REPUBLIKA.CO.ID, JAKARTA -- Asosiasi Produser Film Indonesia (Aprofi) meminta adanya insentif dari hulu ke hilir untuk sektor perfilman.
"Yang kami minta ada paket ekonomi dari hulu untuk sektor perfilman, termasuk insentif untuk produksi, pengedaran dan eksibisi film," kata Ketua Umum Aprofi Sheila Timothy dalam dialog investasi di Jakarta, Kamis (21/7).
Sheila mengapresiasi kebijakan teranyar pemerintah untuk membuka 100 persen sektor perfilman bagi asing dengan harapan dapat mendorong pertumbuhan industri film nasional. Namun, ia juga mengingatkan segala kebijakan yang membutuhkan kerja sama sejumlah departemen itu harus berjalan beriringan.
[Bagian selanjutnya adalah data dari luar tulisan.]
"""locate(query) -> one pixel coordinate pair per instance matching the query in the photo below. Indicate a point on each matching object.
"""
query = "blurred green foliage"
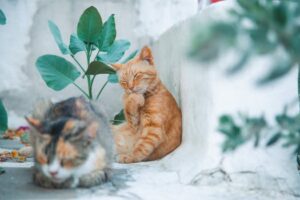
(256, 28)
(241, 129)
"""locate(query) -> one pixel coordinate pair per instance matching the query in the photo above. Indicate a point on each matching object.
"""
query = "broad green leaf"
(97, 67)
(2, 18)
(57, 37)
(115, 52)
(3, 117)
(90, 25)
(76, 45)
(132, 55)
(56, 71)
(108, 34)
(113, 78)
(119, 118)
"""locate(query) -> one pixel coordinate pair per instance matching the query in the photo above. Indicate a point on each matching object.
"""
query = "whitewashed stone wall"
(26, 36)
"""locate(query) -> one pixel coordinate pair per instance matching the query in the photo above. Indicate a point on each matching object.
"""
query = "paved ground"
(154, 181)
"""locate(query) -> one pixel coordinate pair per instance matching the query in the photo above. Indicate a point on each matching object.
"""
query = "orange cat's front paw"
(125, 158)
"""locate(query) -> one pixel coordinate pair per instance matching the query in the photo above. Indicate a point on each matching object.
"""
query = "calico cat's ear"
(36, 123)
(146, 55)
(117, 66)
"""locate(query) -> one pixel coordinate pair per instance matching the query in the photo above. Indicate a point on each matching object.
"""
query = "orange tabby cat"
(153, 119)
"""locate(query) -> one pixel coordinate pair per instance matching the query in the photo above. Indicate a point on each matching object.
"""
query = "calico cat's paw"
(43, 181)
(92, 179)
(125, 158)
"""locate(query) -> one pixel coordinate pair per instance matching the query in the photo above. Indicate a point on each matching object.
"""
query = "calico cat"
(72, 143)
(153, 124)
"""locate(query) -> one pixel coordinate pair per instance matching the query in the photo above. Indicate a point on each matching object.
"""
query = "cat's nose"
(53, 173)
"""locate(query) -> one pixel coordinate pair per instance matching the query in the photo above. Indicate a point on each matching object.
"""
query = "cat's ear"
(36, 123)
(146, 55)
(117, 66)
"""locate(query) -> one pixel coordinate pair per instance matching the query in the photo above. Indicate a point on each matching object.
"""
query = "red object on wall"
(215, 1)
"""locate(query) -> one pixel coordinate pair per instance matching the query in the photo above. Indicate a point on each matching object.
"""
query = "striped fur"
(153, 119)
"Kami butuh kebijakan yang lebih advance. Kami tidak hanya butuh dana, tapi juga butuh kebijakan untuk melancarkan jalannya industri ini," ujarnya.
Sheila menuturkan, banyak tawaran dari Amerika Serikat dan Korea Selatan untuk bisa melakukan produksi film bersama (co-production). Sayangnya, hingga saat ini, belum ada kebijakan yang mengatur hal tersebut, termasuk insentif yang ditawarkan.
Padahal, lanjut dia, co-production memiliki dampak berlipat karena tidak hanya mendongkrak pemasukan bagi negara, tetapi juga bisa mentransfer teknologi, pengetahuan serta menambah pangsa pasar film. "Banyak tawaran dari Korea dan AS untuk co-production, tapi tidak ada insentif untuk itu. Makanya pemerintah perlu duduk bersama untuk bantu kami," tuturnya.
Sheila juga menekankan pentingnya perlindungan bagi pekerja film nasional serta perlunya menambah sekolah film untuk mengantisipasi tingginya tuntutan pasar digital atas konten film di masa mendatang. Ia berharap, dikeluarkannya sektor perfilman dari Daftar Negatif Investasi (DNI) dapat mendorong pertumbuhan sektor tersebut.